As part of SiFive’s commitment to supporting its customers and the broader RISC-V ecosystem, SiFive has also announced its intention to open source a reference implementation of its SiFive Kernel Library (SKL).

SiFive’s new XM Series offers a scalable and efficient AI compute engine and by integrating scalar, vector, and matrix engines, customers will be able to take advantage of very efficient memory bandwidth. The XM Series also continues SiFive’s legacy of offering extremely high performance per watt for compute-intensive applications.

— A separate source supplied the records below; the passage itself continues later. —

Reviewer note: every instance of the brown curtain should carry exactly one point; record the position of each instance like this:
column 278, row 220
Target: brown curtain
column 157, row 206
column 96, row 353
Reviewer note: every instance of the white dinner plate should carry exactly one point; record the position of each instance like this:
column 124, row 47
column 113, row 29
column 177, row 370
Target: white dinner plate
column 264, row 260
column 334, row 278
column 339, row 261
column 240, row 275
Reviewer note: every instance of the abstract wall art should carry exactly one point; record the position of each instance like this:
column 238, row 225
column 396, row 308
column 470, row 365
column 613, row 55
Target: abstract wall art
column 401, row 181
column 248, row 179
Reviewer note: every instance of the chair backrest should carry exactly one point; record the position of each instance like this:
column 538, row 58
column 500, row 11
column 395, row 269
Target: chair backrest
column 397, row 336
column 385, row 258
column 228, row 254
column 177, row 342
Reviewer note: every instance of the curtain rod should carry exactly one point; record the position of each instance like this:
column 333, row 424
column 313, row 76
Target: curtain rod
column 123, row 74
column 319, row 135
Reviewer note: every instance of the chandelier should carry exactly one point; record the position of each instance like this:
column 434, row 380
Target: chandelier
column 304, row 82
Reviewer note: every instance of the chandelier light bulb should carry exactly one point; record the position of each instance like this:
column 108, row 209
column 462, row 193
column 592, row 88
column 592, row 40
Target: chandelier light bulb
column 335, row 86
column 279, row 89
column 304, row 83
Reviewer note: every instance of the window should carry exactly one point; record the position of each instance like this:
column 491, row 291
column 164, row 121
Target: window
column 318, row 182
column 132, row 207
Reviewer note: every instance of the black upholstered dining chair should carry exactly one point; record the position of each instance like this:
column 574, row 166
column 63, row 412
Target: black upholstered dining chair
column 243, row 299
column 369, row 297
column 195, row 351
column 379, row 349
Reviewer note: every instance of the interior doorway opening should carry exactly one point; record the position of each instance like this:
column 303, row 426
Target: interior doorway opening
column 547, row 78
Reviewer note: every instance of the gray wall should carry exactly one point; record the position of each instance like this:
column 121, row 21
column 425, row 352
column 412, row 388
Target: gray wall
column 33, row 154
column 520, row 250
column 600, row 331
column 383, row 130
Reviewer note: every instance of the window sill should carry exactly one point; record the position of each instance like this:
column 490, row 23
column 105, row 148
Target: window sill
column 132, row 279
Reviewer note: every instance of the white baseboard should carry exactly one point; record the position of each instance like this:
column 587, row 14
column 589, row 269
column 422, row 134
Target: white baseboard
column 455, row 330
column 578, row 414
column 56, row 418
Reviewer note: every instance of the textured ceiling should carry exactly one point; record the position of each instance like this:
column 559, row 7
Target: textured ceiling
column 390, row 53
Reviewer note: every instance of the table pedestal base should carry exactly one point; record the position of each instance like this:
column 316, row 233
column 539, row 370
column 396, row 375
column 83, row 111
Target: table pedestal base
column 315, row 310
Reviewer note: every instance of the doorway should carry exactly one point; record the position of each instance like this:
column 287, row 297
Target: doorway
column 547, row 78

“Many companies are seeing the benefits of an open processor standard while they race to keep up with the rapid pace of change with AI. AI plays to SiFive’s strengths with performance per watt and our unique ability to help customers customise their solutions,” said Patrick Little, CEO of SiFive. “We’re already supplying our RISC-V solutions to five of the ‘Magnificent 7’ companies, and as companies pivot to a ‘software first’ design strategy we are working on new AI solutions with a wide variety of companies from automotive to datacentre and the intelligent edge and IoT.”

“RISC-V was originally developed to efficiently support specialised computing engines including mixed-precision operations,” explained Krste Asanovic, SiFive Founder and Chief Architect. “This, coupled with the inclusion of efficient vector instructions and the support of specialised AI extensions, are the reasons why many of the largest datacentre companies have already adopted RISC-V AI accelerators.”

The XM Series features four X-Cores per cluster, a cluster can deliver 16 TOPS (INT8) or 8 TFLOPS (BF16) per GHz. There is 1TB/s of sustained memory bandwidth per XM Series cluster, with the clusters being able to access memory via a high bandwidth port or via a CHI port for coherent memory access.

SiFive said that it sees the creation of systems incorporating no host CPU or ones based on RISC-V, x86 or Arm.